Draganfly currently intends to use the net
proceeds from the Offering for general corporate purposes,
including to fund its capabilities to meet demand for its new
products including growth initiatives and/or for working capital
requirements including the continuing development and marketing of
the Company’s core products, potential acquisitions and research
and development.
The Offering was made pursuant to an effective
shelf registration statement on Form F-10, as amended, (File No.
333-271498) previously filed with and subsequently declared
effective by the U.S. Securities and Exchange Commission (“SEC”) on
July 5, 2023 and the Company’s Canadian short form base shelf
prospectus dated June 30, 2023 (the “Base Shelf Prospectus”).

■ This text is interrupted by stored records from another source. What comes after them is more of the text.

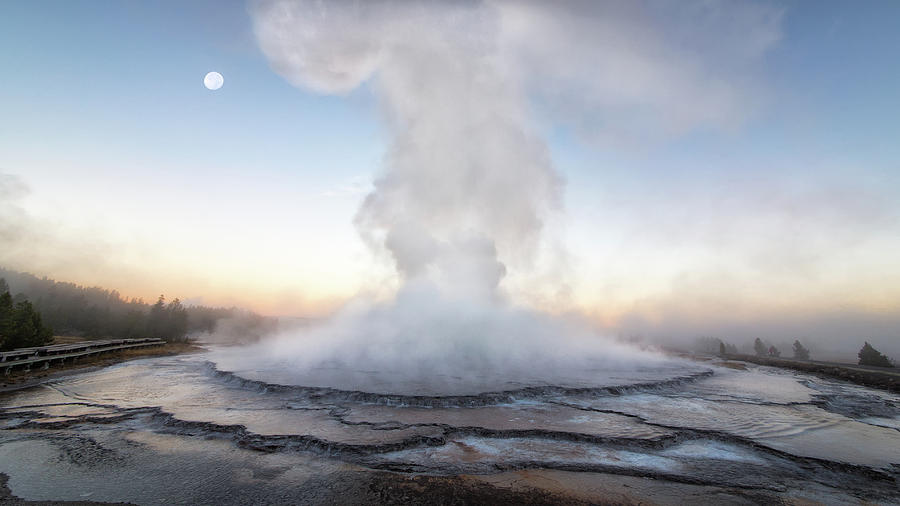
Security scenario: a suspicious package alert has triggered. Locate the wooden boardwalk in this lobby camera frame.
[0,338,166,374]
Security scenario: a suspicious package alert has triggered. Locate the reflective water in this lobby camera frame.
[0,355,900,503]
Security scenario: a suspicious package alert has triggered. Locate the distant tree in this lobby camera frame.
[858,341,894,367]
[0,280,13,350]
[3,300,53,350]
[0,266,274,342]
[147,295,167,339]
[753,337,766,357]
[794,341,809,360]
[163,299,188,341]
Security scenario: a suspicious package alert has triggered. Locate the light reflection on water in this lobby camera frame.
[0,355,900,504]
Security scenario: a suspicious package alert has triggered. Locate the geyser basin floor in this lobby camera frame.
[0,356,900,504]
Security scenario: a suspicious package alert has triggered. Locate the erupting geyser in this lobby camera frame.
[219,0,684,393]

Draganfly offered and sold the securities in the United States
only. No securities were offered or sold to Canadian
purchasers.
A prospectus supplement and accompanying Base
Shelf Prospectus relating to the Offering and describing the terms
thereof was filed with the applicable securities commissions in
Canada and with the SEC in the United States and is available for
free by visiting the Company’s profiles on the SEDAR+ website
maintained by the Canadian Securities Administrators at
www.sedarplus.ca or the SEC’s website at www.sec.gov, as
applicable. Copies of the prospectus supplement and accompanying
Base Shelf Prospectus relating to the Offering may be obtained by
contacting Maxim Group LLC, at 300 Park Avenue, 16th Floor, New
York, NY 10022, Attention: Syndicate Department, or by telephone at
(212) 895-3745 or by email at syndicate@maximgrp.com.

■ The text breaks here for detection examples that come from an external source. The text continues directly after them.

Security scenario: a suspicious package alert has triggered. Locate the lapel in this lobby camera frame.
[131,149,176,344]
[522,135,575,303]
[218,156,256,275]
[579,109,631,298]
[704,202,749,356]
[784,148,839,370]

This press release shall not constitute an offer
to sell or the solicitation of an offer to buy these securities,
nor shall there be any sale of these securities in any state or
other jurisdiction in which such offer, solicitation or sale would
be unlawful prior to the registration or qualification under the
securities laws of any such state or other jurisdiction.
About Draganfly
Draganfly Inc. (NASDAQ: DPRO; CSE: DPRO; FSE:
3U8A) is the creator of drone solutions, software, and AI
systems.
Media ContactErika Racicotemail:
media@draganfly.com
Company ContactEmail: info@draganfly.com
Forward Looking Statements
Certain statements contained in this news
release may constitute “forward-looking statements” or
“forward-looking information” within the meaning of applicable
securities laws. Such statements, based as they are on the current
expectations of management, inherently involve numerous important
risks, uncertainties and assumptions, known and unknown. In this
news release, such forward-looking statements include, but are not
limited to, statements regarding the anticipated use of proceeds
from the Offering. Actual future events may differ from the
anticipated events expressed in such forward-looking statements.
Draganfly believes that expectations represented by forward-looking
statements are reasonable, yet there can be no assurance that such
expectations will prove to be correct. The reader should not place
undue reliance, if any, on any forward-looking statements included
in this news release. These forward-looking statements speak only
as of the date made, and Draganfly is under no obligation and
disavows any intention to update publicly or revise such statements
as a result of any new information, future event, circumstances or
otherwise, unless required by applicable securities laws.
Investors are cautioned not to unduly rely on these forward-looking
statements and are encouraged to read the offering documents, as
well as Draganfly’s continuous disclosure documents, including its
current annual information form, as well as its audited annual
consolidated financial statements which are available on SEDAR+ at
www.sedarplus.ca and on EDGAR at www.sec.gov/edgar.